Mercedes and Hamilton fans were outarged and to this day petition for the result to be reversed.
In December, after receiving his knighthood the week after Yas Marina, Hamilton went into silent mode while Wolff pushed the narrative that the seven time F1 world champion was considering his future in the sport.
The uncertainty spawning BS rumours of Aston Matin’s Sebastian Vettel being considered to replace the Briton and even ‘stories’ about Nyck de Vries going “for a seat fitting” at Brackley!
Nevertheless, the “will-he-or-won’t-he-return” script continued regarding Lewis’ future with Wolff, inadvertently or not, fuelling speculation when he told Speedweek: “I very much hope that we will see him again. He is the most important part of our sport. It would be a disgrace for the whole of Formula 1 if the best driver decided to quit because of outrageous decisions.”
However, today speaking to BBC Radio 4 on the occasion of the team’s 2022 Mercedes W13 launch, Wolff admitted no concrens about Hamilton returning or not: “I was never worried – although you have to respect the driver is disillusioned after such an event.
“We all were disillusioned because the stopwatch never lies and Lewis was clearly the best guy on track in Abu Dhabi, dominating the race, and then it is taken away by a single individual against all the rules so to digest that is very difficult.”
Wolff: The role of a Formula 1 race director is not easy
He continued: “Like all of us, there was an initial shock.

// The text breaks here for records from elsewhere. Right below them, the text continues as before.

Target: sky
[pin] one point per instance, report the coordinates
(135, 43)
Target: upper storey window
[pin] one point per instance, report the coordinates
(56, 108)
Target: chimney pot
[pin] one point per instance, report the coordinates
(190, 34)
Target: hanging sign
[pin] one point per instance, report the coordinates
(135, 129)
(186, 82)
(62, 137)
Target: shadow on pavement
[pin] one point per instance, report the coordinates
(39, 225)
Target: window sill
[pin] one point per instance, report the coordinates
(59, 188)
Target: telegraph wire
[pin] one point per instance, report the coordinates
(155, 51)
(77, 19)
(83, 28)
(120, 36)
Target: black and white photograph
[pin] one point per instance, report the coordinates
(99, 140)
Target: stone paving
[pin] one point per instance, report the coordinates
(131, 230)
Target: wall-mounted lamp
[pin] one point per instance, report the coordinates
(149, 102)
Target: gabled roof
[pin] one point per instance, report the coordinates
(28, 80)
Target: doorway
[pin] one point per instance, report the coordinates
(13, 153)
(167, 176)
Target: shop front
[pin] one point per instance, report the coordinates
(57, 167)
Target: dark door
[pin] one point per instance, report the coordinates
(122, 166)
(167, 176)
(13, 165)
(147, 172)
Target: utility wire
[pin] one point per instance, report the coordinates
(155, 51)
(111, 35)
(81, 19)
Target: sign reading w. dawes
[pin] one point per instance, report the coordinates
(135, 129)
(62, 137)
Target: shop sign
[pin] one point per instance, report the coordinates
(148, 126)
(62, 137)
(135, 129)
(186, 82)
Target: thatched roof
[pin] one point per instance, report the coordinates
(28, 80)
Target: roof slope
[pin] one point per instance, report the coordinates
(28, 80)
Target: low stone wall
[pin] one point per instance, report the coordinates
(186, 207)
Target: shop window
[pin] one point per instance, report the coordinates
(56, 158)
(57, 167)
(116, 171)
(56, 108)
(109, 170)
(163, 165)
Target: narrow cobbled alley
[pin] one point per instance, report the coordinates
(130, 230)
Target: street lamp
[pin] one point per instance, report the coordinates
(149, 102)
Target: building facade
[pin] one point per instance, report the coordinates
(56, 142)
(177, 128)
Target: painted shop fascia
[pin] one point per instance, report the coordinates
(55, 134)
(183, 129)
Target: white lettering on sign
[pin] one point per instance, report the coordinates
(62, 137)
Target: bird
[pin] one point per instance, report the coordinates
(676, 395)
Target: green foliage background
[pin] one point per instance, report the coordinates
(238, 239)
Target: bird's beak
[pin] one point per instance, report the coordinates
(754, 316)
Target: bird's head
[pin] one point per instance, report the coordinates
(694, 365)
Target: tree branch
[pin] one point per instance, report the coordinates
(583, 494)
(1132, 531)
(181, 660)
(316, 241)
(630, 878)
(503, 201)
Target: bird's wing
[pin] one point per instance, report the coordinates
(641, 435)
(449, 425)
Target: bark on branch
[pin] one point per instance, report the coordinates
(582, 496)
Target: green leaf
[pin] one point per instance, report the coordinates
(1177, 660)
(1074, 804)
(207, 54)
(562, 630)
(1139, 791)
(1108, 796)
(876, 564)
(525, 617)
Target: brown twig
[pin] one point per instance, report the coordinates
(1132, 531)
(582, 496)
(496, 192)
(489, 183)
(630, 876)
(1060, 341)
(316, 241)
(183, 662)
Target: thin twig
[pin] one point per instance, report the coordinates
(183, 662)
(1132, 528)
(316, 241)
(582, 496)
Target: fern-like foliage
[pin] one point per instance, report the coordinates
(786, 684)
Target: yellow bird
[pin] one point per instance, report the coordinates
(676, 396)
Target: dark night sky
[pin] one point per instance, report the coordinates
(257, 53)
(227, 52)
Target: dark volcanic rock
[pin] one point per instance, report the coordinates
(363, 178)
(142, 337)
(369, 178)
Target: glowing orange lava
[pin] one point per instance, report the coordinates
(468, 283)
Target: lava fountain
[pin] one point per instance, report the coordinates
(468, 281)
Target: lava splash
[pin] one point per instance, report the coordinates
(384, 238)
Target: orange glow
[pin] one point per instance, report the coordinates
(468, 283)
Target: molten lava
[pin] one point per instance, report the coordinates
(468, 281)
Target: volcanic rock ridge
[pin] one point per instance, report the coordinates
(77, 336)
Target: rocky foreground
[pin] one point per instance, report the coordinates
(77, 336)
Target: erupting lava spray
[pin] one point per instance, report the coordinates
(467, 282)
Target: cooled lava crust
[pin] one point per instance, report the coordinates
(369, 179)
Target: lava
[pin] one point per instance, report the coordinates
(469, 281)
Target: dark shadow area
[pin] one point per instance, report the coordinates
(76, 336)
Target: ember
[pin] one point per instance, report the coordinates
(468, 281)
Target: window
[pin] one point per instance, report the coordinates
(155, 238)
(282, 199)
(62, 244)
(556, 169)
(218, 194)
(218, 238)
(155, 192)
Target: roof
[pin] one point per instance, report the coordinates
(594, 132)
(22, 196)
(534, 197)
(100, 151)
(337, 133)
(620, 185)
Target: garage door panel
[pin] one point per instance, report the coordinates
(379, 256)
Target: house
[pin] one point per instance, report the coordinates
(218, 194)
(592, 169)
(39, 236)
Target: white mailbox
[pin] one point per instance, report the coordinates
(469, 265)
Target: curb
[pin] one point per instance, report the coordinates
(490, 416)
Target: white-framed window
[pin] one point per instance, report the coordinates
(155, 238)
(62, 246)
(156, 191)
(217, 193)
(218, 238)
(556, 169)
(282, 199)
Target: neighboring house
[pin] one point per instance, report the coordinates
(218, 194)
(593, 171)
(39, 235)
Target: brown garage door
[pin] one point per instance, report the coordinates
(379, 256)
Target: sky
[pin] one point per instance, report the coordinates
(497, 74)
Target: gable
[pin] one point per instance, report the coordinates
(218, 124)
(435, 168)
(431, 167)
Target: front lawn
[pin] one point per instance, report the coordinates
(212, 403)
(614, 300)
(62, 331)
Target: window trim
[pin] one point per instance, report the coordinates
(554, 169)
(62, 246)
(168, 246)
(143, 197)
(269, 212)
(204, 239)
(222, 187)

We have never seen anything like that so he had to walk away, and free his mind and think about something else, and start to work on those events and find a solution.
On Radio 5 Wolff added that “it’s not something we will ever in a way recover from” and denied Hamilton’s returnwas conditional on Masi being removed from the role of Race Director.
Asked if he was worried, the Mercedes boss said: “I have known Lewis for such a long time and I wasn’t [worried] but obviously this has had such an impact on him when everything about it was about fairness and justice and when that happens to you it is quite difficult to, I understand, to cope with that.”
Also from the launch Reuters report that FIA President Mohammed Ben Sulayem, unveiled a raft of changes to the sport’s refereeing procedures on Thursday.
These included the appointment of the experienced Niels Wittich and Eduardo Freitas to serve as alternating race directors, the setting up of a virtual race control room and a review of procedures governing how cars running a lap down unlap themselves behind the safety car.
F1 stalwart Herbie Blash is also set to return as a permanent senior advisor to the new race directors while broadcast of radio communication between teams and drivers will also be banned.
On the subject, Wolff commented: “Certainly the role of a race director is not easy. Now, with having two very experienced guys up there, that is good but the support structure that has been built around them is essential.